= Forest of Avon Trust =

British charity

The Forest of Avon Trust is the local charity for trees and woodlands in the former county of Avon, which now comprises Bristol, North Somerset, South Gloucestershire, and Bath & North East Somerset.

The Trust's ethos is to deliver the benefits of trees and woodlands to as many people as possible in the Avon area to benefit people and wildlife. It runs wellbeing activities for people with learning disabilities, mental health needs or dementia; it works with schools to plant trees and engage children in the natural world; it supports community groups and young people to improve their local environment; and it works with land owners to care for woodlands and plant new ones. The charity also champions the Forest of Avon Community Forest, working with partners to safeguard existing trees and plant new woodland as part of this.
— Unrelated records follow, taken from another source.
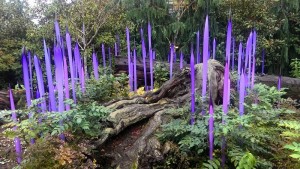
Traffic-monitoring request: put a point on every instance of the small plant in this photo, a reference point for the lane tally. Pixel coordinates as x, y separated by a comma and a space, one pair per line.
106, 88
52, 153
161, 74
85, 120
295, 66
251, 139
The Forest of Avon Trust provides accredited Forest School training and has trained 185 Forest School leaders since 2010.

The Forest of Avon Trust currently manages a community woodland near Upton Cheney, South Gloucestershire.

== History ==
The Forest of Avon Trust was established in 2008 to carry on the work of the Forest of Avon Community Forest, which planted over 1 million trees.
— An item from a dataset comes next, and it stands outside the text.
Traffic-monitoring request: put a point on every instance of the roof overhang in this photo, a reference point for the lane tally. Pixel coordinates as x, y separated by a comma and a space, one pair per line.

Since then the charity has campaigned for strategic woodland creation, in support of the principles of the Community Forest.
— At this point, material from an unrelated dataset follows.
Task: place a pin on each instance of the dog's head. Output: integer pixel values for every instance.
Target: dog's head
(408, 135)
In their first three years work included: creating mini-orchards in school grounds, donating thousands of locally grown, native trees and shrubs to school and communities, providing advice and support to local groups to enable them to plant trees, delivering environmental awareness and play activities for local schools and nurseries, delivering tailored woodland activities for adults with learning disabilities, advising landowners on woodland management and Forestry Commission grants and taking on the lease of The Retreat community woodland.

== Patrons ==
- Mike Dilger, naturalist, presenter and writer.
- Professor Alice Roberts, anatomist, writer and broadcaster.